In step 3 - "export the cluster back" - what was done? was it removal of cluster from RHSC?

Comment 4 Sahina Bose 2016-04-20 06:15:41 UTC
This is a corner case, where Nagios server was shut down while quorum status was critical and missed the messages when quorum returned to normal (as the nagios was not running)

Change will be required to the active freshness check to handle critical case too.
Moving this out of 3.1.3

Comment 5 Sweta Anandpara 2016-04-20 06:55:16 UTC
The user continues to get multiple service alert mails mentioning 'cluster quorum state is critical'. Is there a work around, once a user lands up in this state? 

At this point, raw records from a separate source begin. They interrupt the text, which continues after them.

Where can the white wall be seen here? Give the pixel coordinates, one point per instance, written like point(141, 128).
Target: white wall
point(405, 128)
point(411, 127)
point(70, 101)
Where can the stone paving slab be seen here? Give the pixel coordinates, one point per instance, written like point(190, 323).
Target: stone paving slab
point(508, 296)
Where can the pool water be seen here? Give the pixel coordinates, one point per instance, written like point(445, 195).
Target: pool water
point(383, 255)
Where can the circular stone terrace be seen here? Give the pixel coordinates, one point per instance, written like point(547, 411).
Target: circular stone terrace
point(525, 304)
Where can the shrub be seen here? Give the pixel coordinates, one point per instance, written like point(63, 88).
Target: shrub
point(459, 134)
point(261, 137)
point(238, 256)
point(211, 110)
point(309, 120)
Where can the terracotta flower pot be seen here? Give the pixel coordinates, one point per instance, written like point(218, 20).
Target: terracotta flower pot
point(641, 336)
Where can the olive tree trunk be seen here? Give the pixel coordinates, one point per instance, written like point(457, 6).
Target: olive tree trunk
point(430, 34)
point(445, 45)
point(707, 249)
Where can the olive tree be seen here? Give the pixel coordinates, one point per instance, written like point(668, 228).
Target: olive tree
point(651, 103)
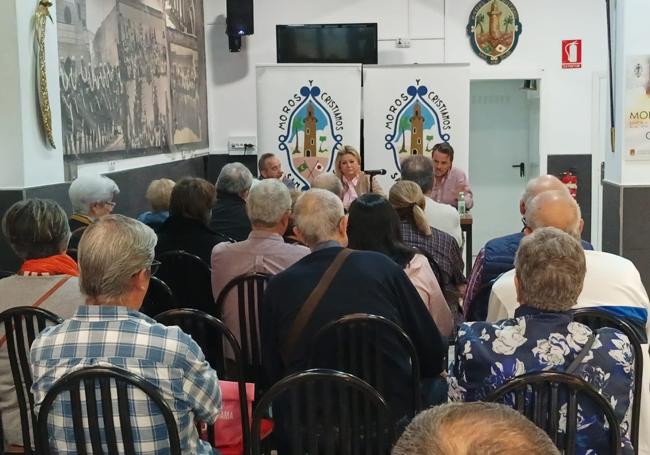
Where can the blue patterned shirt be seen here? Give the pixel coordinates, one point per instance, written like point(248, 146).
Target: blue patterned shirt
point(490, 354)
point(115, 336)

True, it would be rare for a user to experience this, but it would be good to have some procedure/steps to get the nagios UI to show the healthy state of the cluster.

Comment 6 Sahina Bose 2016-04-22 11:17:05 UTC
Nagios has a way to acknowledge alerts - you can do this from the services page in Nagios UI.
Once acknowledged, the alerts are generated only on further state changes.
To reset the plugin status , an administrator can override status using feature - "Submit passive check result for this service" from service page

Comment 7 Sweta Anandpara 2016-05-02 08:16:51 UTC
Doc text looks good to me.

Comment 8 Sahina Bose 2018-01-30 11:11:53 UTC
Thank you for your report. However, this bug is being closed as it's logged against gluster-nagios monitoring for which no further new development is being undertaken.